Diane Wei Liang (born 1966) is a Chinese-born writer living in London.

==Life==
Diane Wei Liang was born in 1966 in Beijing in the People's Republic of China to an official of the People's Liberation Army, a journalist and Chinese literature professor. Her parents were both college educated teachers so she spent some of her childhood in a labour and reeducation camp with her parents. In 1972 they moved back to live in a city and residency permits meant the family split.

She studied Psychology in Beijing University and completed her bachelor's degree there. But in 1989 she participated in the Student Democracy Movement, during which student leaders attempted to provoke the army. As a result of her involvement Liang was forced to flee China. Liang was able to leave because a passport application filed before the events began had been approved.

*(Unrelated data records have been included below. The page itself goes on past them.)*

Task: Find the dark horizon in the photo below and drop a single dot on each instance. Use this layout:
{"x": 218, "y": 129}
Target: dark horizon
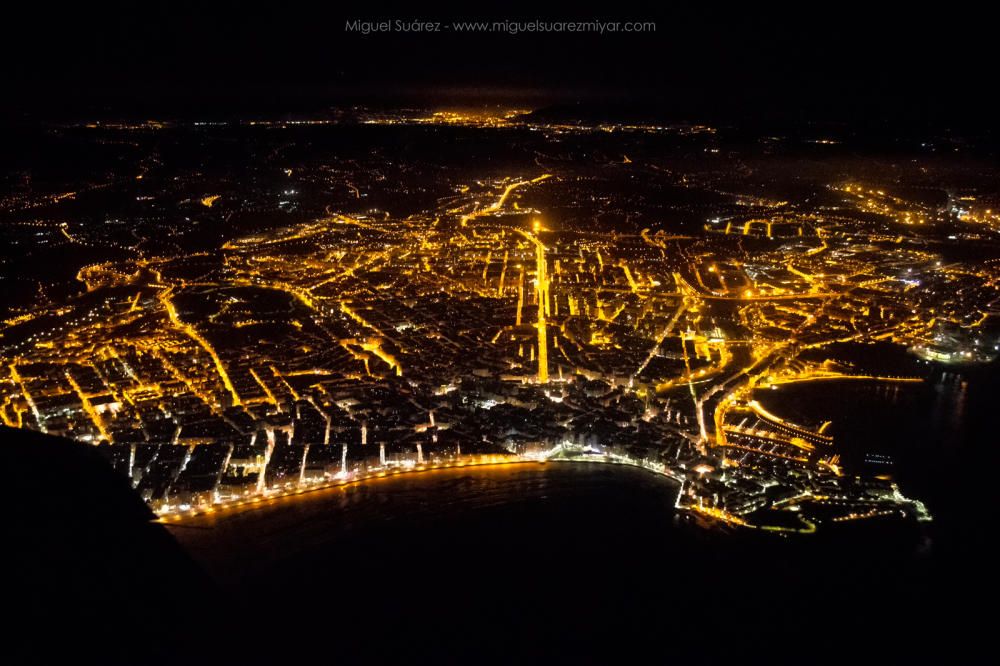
{"x": 854, "y": 66}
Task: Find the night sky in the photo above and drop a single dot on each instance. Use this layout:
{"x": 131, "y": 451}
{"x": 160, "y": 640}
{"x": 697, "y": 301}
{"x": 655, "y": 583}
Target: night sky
{"x": 843, "y": 62}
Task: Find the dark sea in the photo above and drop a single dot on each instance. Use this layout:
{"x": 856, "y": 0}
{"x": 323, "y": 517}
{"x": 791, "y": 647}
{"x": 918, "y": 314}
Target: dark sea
{"x": 581, "y": 563}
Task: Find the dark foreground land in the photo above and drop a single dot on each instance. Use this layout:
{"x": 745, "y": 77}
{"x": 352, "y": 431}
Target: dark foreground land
{"x": 561, "y": 563}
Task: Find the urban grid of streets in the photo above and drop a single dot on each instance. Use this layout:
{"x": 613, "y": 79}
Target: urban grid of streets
{"x": 480, "y": 330}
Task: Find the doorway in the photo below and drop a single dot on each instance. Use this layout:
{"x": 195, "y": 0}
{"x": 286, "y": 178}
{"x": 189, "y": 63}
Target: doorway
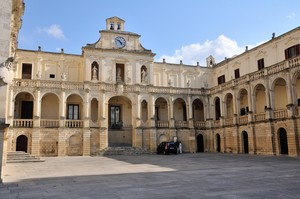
{"x": 200, "y": 143}
{"x": 245, "y": 142}
{"x": 283, "y": 142}
{"x": 22, "y": 143}
{"x": 218, "y": 142}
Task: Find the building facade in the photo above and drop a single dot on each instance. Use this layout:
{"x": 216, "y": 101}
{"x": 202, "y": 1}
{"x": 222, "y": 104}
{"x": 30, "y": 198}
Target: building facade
{"x": 114, "y": 94}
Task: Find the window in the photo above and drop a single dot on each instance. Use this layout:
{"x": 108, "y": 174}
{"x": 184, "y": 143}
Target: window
{"x": 26, "y": 71}
{"x": 293, "y": 51}
{"x": 73, "y": 112}
{"x": 236, "y": 73}
{"x": 260, "y": 64}
{"x": 221, "y": 79}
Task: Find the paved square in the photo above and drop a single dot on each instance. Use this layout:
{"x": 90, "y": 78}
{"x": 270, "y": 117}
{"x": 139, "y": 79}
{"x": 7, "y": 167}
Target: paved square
{"x": 204, "y": 175}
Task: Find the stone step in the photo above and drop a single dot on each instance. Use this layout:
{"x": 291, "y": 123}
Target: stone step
{"x": 121, "y": 151}
{"x": 21, "y": 157}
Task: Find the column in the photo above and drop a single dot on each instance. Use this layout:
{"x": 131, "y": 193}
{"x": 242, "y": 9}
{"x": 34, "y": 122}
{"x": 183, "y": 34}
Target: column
{"x": 86, "y": 148}
{"x": 62, "y": 109}
{"x": 170, "y": 113}
{"x": 37, "y": 109}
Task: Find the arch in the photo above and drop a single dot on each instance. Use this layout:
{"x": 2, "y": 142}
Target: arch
{"x": 144, "y": 111}
{"x": 243, "y": 102}
{"x": 296, "y": 87}
{"x": 24, "y": 104}
{"x": 198, "y": 110}
{"x": 94, "y": 71}
{"x": 280, "y": 94}
{"x": 259, "y": 98}
{"x": 200, "y": 143}
{"x": 120, "y": 121}
{"x": 283, "y": 141}
{"x": 162, "y": 138}
{"x": 22, "y": 143}
{"x": 245, "y": 142}
{"x": 179, "y": 110}
{"x": 144, "y": 74}
{"x": 229, "y": 105}
{"x": 50, "y": 106}
{"x": 217, "y": 108}
{"x": 218, "y": 143}
{"x": 94, "y": 110}
{"x": 75, "y": 145}
{"x": 74, "y": 108}
{"x": 161, "y": 109}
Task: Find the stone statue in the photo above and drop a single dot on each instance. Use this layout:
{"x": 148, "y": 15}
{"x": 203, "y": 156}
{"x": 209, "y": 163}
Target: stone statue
{"x": 144, "y": 75}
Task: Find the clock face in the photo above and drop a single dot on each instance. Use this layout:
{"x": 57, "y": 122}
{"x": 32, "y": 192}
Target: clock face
{"x": 120, "y": 42}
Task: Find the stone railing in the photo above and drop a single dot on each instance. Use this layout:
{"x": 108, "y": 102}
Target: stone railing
{"x": 181, "y": 124}
{"x": 229, "y": 121}
{"x": 26, "y": 123}
{"x": 199, "y": 124}
{"x": 257, "y": 75}
{"x": 74, "y": 123}
{"x": 216, "y": 123}
{"x": 278, "y": 114}
{"x": 243, "y": 119}
{"x": 162, "y": 124}
{"x": 259, "y": 117}
{"x": 49, "y": 123}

She continued studying in the United States in Carnegie Mellon University and selected the name Diana because of the Roman goddess. Liang graduated with a doctorate in Business Administration and began to teach in the United States, including in the University of Minnesota, and in the United Kingdom, at Royal Holloway College, University of London and Cranfield School of Management.

Her first book was begun while she was on maternity leave. It is autobiographical and was published in 2003. Liang is married to a German management consultant and lives in London. Her father and sister still live in China. Although she still visits China, Liang is no longer a Chinese citizen, holding instead both British and American citizenship.

==Bibliography==

- Lake with no name: A true story of love and conflict in modern China – autobiography (2003).

===Detective Mei Wang Series===

- The Eye of Jade (2007). A Mei Wang Mystery, #1.
- Paper Butterfly (2008). A Mei Wang Mystery, #2.
- The House of Golden Spirit (2011). A Mei Wang Mystery, #3.